« Trop intelligent »

« Et une deuxième erreur a été faite : le fait d’avoir probablement été trop intelligent, trop subtil, trop technique dans les mesures de pouvoir d’achat. »

Cette phrase a été prononcée avant-hier par l’un des principaux leaders de la majorité politique issue du « nouveau monde », LREM, qui dirige aujourd’hui la France, produisant une micro-polémique. Elle est issue d’un contexte tragique, après 5 semaines du conflit des gilets jaunes qui a fortement ébranlé l’économie et la société française, à l’origine de spectaculaires destructions et de 6 morts, et un nouvel attentat islamiste qui a ensanglanté le marché de Noël de Strasbourg.

Les paroles de ce chef de parti, journaliste et entrepreneur de profession, sont révélatrices de toute une mentalité, tout un climat qui pèse sur le pays. Elle exprime la pensée profonde de la France supposée d’en haut, prompte à toiser les « sans dents »,  les « Gaulois réfractaires » ou la lèpre populiste (mot dérivé de celui de peuple). Elle reflète la prétention d’une caste dirigeante, auto-proclamée intelligente, éclairée par les lumières de la connaissance et de la raison, à dire et à faire le bien pour le compte d’un peuple obscurantiste. Elle traduit à merveille la sensibilité dominante d’un milieu qui se pense supérieurement instruit et détenteur de la vérité suprême à aller de l’avant sans état d’âme et sans se poser de questions voire sans écouter personne ni réfléchir, guidée par la seule illusion de sa propre intelligence ou subtilité.

Ce mode de comportement et d’agissement n’a qu’une faiblesse: se croire intelligent, et pire, se déclarer intelligent, par le « je » ou par le « nous », a toujours été, de tout temps, le signe de plus patent, le plus radical de la bêtise. Ce genre de proclamation porte en lui-même une explication de la tragédie française: Comment un groupe de personnes, bien au-delà du quinquennat actuel qui n’est que la quintessence de cet état d’esprit, engoncé dans son instinct de supériorité, entraîne le pays à l’abîme avec un bandeau noir sur les yeux, le bandeau noir de la prétention, de la bêtise infatuée et du mépris des autres. La révolte des gilets jaunes fut, tout au moins au début, dirigée contre l’arrogance obtuse.
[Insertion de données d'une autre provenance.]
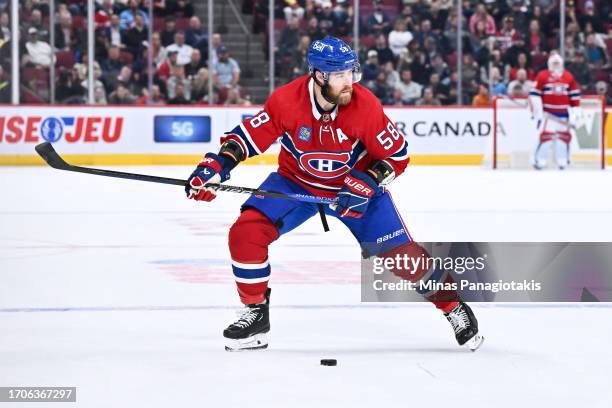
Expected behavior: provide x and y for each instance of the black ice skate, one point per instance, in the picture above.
(250, 331)
(465, 326)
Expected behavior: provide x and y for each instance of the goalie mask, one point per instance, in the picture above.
(555, 64)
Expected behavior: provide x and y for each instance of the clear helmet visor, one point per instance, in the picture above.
(354, 75)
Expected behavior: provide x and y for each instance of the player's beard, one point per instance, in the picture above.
(340, 98)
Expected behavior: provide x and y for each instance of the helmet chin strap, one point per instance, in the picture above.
(324, 89)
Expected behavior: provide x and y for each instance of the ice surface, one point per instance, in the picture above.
(122, 289)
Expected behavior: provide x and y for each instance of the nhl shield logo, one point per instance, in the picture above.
(304, 134)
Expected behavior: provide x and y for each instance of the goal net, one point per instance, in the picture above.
(515, 136)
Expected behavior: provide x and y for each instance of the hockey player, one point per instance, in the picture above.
(555, 101)
(336, 142)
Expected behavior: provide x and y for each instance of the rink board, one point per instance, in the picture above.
(129, 135)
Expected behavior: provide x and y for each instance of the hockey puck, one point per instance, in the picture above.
(329, 361)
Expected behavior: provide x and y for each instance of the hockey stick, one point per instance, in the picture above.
(53, 159)
(548, 116)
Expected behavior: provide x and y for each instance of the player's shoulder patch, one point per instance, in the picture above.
(363, 97)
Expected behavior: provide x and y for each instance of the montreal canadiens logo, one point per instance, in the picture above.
(325, 165)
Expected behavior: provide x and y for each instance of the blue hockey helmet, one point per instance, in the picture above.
(331, 55)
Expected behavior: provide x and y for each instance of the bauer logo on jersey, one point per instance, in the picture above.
(325, 165)
(304, 134)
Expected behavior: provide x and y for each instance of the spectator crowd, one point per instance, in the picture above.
(179, 47)
(408, 48)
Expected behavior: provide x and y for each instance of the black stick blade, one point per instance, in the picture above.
(48, 153)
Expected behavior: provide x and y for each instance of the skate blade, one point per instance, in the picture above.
(255, 342)
(475, 342)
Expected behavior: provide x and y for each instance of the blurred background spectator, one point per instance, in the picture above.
(407, 48)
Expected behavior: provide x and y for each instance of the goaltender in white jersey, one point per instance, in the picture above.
(555, 101)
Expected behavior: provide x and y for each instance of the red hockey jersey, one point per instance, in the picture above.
(317, 149)
(558, 93)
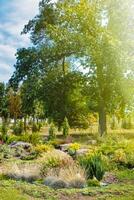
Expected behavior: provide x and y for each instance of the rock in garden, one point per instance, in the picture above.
(24, 145)
(81, 152)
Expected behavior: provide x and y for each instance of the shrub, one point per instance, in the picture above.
(94, 165)
(28, 172)
(73, 148)
(42, 148)
(4, 130)
(93, 182)
(13, 138)
(49, 180)
(65, 127)
(74, 175)
(35, 128)
(55, 159)
(18, 128)
(77, 183)
(120, 156)
(59, 184)
(52, 132)
(34, 138)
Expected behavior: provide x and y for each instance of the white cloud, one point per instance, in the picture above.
(8, 51)
(17, 14)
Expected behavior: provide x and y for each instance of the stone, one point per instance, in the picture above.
(24, 145)
(81, 152)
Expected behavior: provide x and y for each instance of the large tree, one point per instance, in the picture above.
(84, 30)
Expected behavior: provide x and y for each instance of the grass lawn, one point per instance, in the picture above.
(19, 190)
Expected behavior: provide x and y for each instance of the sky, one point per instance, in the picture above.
(14, 14)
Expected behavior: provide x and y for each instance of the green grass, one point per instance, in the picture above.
(19, 190)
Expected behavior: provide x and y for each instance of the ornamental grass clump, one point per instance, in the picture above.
(94, 165)
(65, 127)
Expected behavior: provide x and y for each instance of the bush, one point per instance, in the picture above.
(59, 184)
(93, 182)
(4, 130)
(65, 127)
(35, 128)
(77, 183)
(55, 159)
(42, 148)
(49, 180)
(18, 128)
(52, 132)
(94, 165)
(6, 151)
(27, 172)
(34, 138)
(72, 176)
(73, 148)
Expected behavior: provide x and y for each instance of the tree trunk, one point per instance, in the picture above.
(15, 120)
(102, 119)
(25, 123)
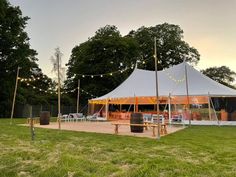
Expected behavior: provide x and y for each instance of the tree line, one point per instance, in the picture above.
(101, 63)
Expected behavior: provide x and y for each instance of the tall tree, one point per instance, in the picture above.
(14, 51)
(107, 51)
(171, 48)
(223, 75)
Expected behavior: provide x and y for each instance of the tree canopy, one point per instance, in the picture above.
(107, 51)
(171, 48)
(221, 74)
(15, 51)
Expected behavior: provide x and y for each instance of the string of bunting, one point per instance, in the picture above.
(106, 74)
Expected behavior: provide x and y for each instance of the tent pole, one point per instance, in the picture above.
(107, 106)
(134, 103)
(169, 108)
(188, 102)
(14, 97)
(157, 94)
(77, 108)
(209, 106)
(215, 112)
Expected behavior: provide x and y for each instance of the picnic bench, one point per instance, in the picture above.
(163, 127)
(35, 120)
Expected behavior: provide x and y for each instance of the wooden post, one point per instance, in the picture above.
(77, 108)
(136, 104)
(107, 109)
(59, 90)
(14, 97)
(186, 83)
(169, 108)
(157, 94)
(209, 106)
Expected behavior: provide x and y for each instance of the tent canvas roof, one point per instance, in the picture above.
(141, 83)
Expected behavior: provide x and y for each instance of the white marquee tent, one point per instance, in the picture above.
(172, 82)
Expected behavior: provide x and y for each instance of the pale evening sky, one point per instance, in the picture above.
(209, 25)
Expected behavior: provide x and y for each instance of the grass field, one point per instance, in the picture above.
(195, 151)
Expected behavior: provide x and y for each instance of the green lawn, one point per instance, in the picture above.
(195, 151)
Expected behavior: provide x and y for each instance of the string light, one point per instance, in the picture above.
(104, 74)
(174, 79)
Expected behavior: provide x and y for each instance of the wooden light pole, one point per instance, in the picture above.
(186, 83)
(77, 108)
(14, 97)
(157, 94)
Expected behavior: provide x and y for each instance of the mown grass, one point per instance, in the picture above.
(195, 151)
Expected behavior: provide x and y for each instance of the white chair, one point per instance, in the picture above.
(76, 116)
(147, 118)
(65, 118)
(156, 120)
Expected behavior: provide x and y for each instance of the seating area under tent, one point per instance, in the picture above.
(184, 93)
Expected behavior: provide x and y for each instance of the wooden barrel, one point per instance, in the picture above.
(136, 118)
(44, 118)
(224, 115)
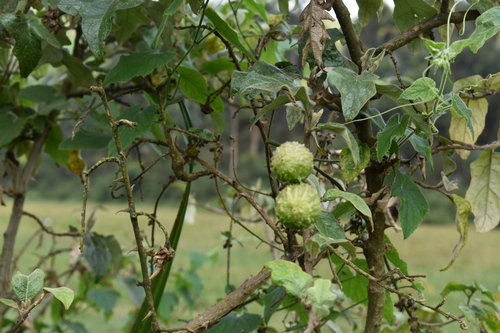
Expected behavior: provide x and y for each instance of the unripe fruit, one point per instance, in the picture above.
(292, 162)
(298, 206)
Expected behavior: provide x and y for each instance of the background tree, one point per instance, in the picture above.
(174, 85)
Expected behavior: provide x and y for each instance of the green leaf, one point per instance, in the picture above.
(278, 101)
(28, 47)
(462, 223)
(215, 66)
(86, 140)
(320, 297)
(193, 84)
(263, 78)
(65, 295)
(235, 322)
(52, 143)
(137, 64)
(328, 225)
(487, 26)
(11, 126)
(346, 134)
(290, 276)
(97, 255)
(26, 287)
(459, 126)
(9, 303)
(104, 298)
(463, 111)
(272, 300)
(423, 88)
(78, 74)
(144, 120)
(409, 13)
(368, 9)
(228, 33)
(484, 190)
(349, 169)
(414, 206)
(354, 199)
(96, 18)
(394, 129)
(355, 90)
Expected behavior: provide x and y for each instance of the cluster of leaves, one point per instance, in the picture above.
(129, 75)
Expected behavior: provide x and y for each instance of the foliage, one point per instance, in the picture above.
(161, 89)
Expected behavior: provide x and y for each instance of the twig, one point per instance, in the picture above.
(463, 324)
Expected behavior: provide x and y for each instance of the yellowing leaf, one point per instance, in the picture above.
(458, 124)
(484, 190)
(462, 223)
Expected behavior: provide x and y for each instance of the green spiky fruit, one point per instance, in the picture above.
(298, 206)
(292, 162)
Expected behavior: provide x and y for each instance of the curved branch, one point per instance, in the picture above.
(425, 27)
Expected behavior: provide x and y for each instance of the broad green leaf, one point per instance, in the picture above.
(28, 47)
(65, 295)
(86, 140)
(290, 276)
(346, 134)
(462, 223)
(459, 129)
(237, 322)
(278, 101)
(355, 90)
(266, 79)
(11, 126)
(193, 84)
(349, 169)
(223, 28)
(463, 111)
(368, 9)
(9, 303)
(393, 92)
(392, 255)
(96, 18)
(104, 298)
(320, 297)
(97, 255)
(414, 206)
(272, 300)
(394, 129)
(354, 199)
(484, 190)
(137, 64)
(409, 13)
(328, 225)
(26, 287)
(423, 88)
(144, 120)
(38, 93)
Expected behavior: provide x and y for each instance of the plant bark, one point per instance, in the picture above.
(19, 188)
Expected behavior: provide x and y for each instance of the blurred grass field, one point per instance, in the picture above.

La IIIe, la IVe République avaient certes des défauts. Mais comme la Ve République à ses débuts, elles ont pourtant su produire des dirigeants politiques qui tenaient la route. Qui imagine les Clemenceau, Poincaré, Herriot, Tardieu, Blum, de Gaulle s’auto-proclamant: « Trop intelligent? » Bien plus que les institutions, le drame contemporain de la France tient, depuis plusieurs décennies sans doute, à la médiocrité intellectuelle et morale de sa classe dirigeante.